同セッションには、生成AI「ChatGPT」を手掛ける米OpenAI社 CEOのサム・アルトマン氏もリモートで登場し、両社が最新AI技術によるサービス開発における協業で基本合意したことを明らかにし、話題を呼んだ。
楽天モバイルが成し遂げたいこと
楽天モバイルが目指すもの。それは「携帯市場の民主化」だ。「民主化を実現するには、料金を気にすることなく、データ量も無制限に使えることが重要。すべての国民が手軽に、そして自由にスマホを楽しめる社会にしていく」と、三木谷氏は意気込みを述べた。
実際、楽天が2020年にモバイル事業(MNO事業)に参入してから、日本の携帯料金は下がっている。MM総研の調査結果によると、MNOスマホユーザーの月額利用料金の平均は2020年2月時点で6755円だったが、2023年1月には5073円に下がった。

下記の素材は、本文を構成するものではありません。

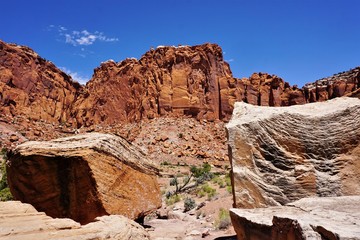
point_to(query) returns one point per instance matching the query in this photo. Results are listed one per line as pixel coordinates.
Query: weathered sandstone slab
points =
(332, 218)
(282, 154)
(20, 221)
(83, 177)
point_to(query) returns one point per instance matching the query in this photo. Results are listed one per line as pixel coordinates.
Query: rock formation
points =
(83, 177)
(167, 80)
(309, 218)
(193, 81)
(282, 154)
(21, 221)
(34, 87)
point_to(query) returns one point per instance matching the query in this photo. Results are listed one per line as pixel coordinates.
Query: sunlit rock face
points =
(33, 86)
(84, 176)
(281, 154)
(191, 81)
(309, 218)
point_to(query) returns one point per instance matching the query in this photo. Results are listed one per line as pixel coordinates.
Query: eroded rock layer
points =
(21, 221)
(309, 218)
(279, 155)
(83, 177)
(33, 86)
(181, 80)
(185, 80)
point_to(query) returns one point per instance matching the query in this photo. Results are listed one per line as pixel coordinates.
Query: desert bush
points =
(5, 194)
(219, 181)
(206, 189)
(197, 174)
(223, 220)
(189, 204)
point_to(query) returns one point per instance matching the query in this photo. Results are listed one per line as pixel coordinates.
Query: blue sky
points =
(298, 40)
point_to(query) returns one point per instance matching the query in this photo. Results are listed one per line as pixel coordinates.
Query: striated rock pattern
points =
(338, 85)
(194, 81)
(167, 80)
(279, 155)
(21, 221)
(309, 218)
(83, 177)
(34, 87)
(185, 80)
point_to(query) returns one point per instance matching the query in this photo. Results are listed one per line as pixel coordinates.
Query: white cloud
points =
(82, 37)
(75, 75)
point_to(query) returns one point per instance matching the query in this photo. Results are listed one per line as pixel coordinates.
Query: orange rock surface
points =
(186, 80)
(33, 86)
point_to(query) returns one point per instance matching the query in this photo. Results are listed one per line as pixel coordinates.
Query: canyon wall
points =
(33, 86)
(186, 80)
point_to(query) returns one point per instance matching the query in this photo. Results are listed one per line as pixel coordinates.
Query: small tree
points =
(189, 204)
(199, 174)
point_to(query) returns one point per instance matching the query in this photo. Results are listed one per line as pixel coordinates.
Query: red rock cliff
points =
(167, 80)
(32, 86)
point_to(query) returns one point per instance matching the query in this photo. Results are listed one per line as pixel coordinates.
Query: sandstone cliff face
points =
(83, 177)
(283, 154)
(166, 80)
(193, 81)
(309, 218)
(21, 221)
(32, 86)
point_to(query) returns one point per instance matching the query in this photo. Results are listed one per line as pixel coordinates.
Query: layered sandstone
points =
(83, 177)
(33, 86)
(167, 80)
(21, 221)
(185, 80)
(309, 218)
(279, 155)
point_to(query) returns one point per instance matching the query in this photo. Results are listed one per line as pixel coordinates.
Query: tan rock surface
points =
(333, 218)
(84, 176)
(279, 155)
(19, 221)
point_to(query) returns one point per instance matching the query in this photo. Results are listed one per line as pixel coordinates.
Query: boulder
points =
(330, 218)
(83, 177)
(281, 154)
(22, 221)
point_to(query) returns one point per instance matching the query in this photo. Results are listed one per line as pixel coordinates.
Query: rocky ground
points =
(175, 144)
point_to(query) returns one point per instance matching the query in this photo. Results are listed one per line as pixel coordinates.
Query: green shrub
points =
(189, 204)
(5, 194)
(173, 199)
(206, 189)
(223, 220)
(219, 181)
(164, 163)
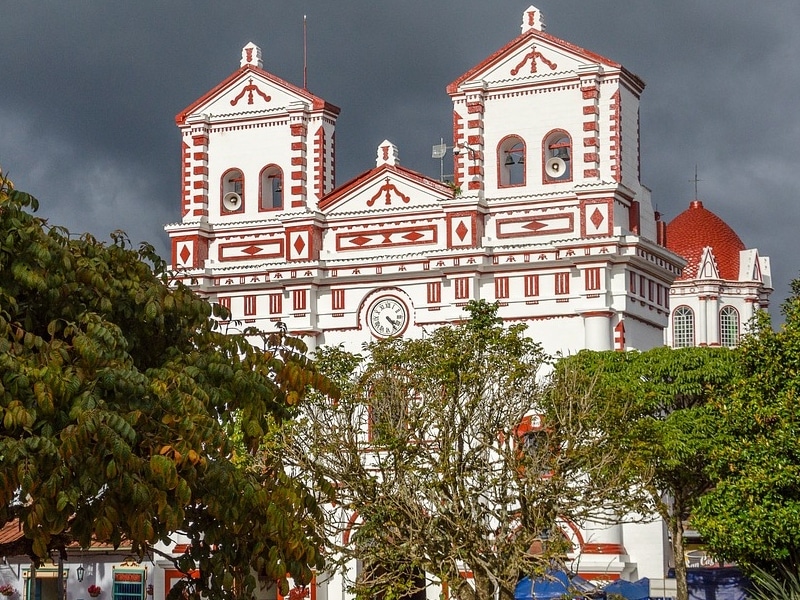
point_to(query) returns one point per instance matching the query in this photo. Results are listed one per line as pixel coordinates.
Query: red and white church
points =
(546, 215)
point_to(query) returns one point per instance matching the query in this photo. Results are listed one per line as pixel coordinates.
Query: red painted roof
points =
(697, 228)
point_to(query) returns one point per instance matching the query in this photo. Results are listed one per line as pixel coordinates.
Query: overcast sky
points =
(89, 91)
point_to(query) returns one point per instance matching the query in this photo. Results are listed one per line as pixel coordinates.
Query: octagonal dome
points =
(697, 228)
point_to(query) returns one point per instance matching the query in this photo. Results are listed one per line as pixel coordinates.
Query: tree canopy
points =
(662, 423)
(124, 408)
(752, 516)
(448, 454)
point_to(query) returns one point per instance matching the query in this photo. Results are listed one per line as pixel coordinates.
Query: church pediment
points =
(386, 188)
(251, 91)
(707, 268)
(533, 57)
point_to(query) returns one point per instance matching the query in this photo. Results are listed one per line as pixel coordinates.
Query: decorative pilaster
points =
(590, 91)
(298, 124)
(196, 183)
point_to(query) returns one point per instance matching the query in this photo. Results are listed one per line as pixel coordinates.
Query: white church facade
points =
(546, 215)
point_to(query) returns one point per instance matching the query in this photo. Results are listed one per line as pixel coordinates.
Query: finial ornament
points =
(532, 19)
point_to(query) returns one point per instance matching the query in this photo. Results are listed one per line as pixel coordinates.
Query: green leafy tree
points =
(752, 516)
(435, 465)
(663, 423)
(120, 405)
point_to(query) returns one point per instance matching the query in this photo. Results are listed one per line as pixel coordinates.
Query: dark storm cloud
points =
(90, 91)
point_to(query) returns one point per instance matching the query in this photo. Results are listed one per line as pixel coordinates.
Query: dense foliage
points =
(438, 466)
(662, 419)
(123, 406)
(752, 516)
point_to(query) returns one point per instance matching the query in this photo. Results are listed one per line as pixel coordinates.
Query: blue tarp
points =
(632, 590)
(725, 583)
(554, 585)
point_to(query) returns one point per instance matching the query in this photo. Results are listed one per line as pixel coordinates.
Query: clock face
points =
(387, 316)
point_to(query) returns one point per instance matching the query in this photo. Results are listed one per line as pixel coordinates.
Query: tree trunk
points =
(676, 531)
(484, 587)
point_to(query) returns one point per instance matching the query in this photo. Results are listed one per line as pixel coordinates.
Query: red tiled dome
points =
(695, 229)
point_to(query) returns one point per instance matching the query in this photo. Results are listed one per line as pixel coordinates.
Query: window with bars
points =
(501, 287)
(299, 299)
(728, 326)
(337, 299)
(562, 284)
(434, 292)
(275, 304)
(682, 327)
(128, 585)
(462, 288)
(592, 278)
(250, 305)
(531, 285)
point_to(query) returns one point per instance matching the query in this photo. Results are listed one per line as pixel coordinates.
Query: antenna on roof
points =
(438, 151)
(305, 55)
(695, 180)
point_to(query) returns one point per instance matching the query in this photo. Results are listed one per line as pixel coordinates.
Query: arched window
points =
(270, 191)
(682, 327)
(728, 326)
(557, 157)
(511, 161)
(232, 191)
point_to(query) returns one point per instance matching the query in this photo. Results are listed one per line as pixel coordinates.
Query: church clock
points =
(387, 316)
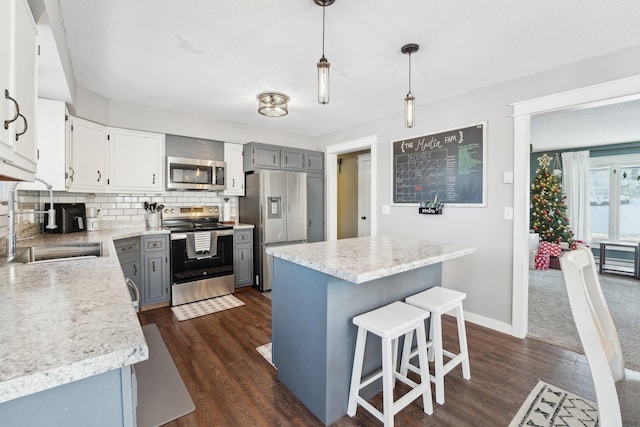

また、総務省の資料によると、携帯料金の低下がなかった想定での2022年の物価指数は103.7だが、実際の物価指数は102.3だった(2020年を100とした場合)。「携帯料金の低下による寄与は約4兆円に上る」(三木谷氏)という。
同社は2022年7月に「0円プラン」を廃止し、2023年6月にどれだけデータ量を使っても月額3278円の新料金プラン「Rakuten最強プラン」を開始した。42.3%の人が「発表を受けて乗り換えたくなった」と回答しており(MMD研究所調べ)、同プランの開始よりMNOの解約率も1.42%まで改善しているという。加えて、契約者数も堅調に推移しており、2023年7月時点でMVNOも合わせた契約回線数は538万を超えた。
携帯の民主化には、「高品質にこだわることも重要だ」と三木谷氏は強調した。「サービス開始当時、知り合いの大手携帯会社社長に『ミッキー、お前は失敗しているぞ』と言われた。しかし、ふたを開けてみれば、他社に引けを取らない品質を実現している。5Gに関しては、ダウンロード速度、アップロード速度のいずれも3キャリアの平均値を上回っている」(三木谷氏)
なぜ、無制限なのに安いのか?
なぜ楽天モバイルのサービスは低価格でありながら、無制限・高品質を実現できているのだろうか。それは、設備投資費を大幅に削減しているからである。楽天モバイルは、国際標準の「Open RAN」を採用して、完全仮想化のネットワークを実現している。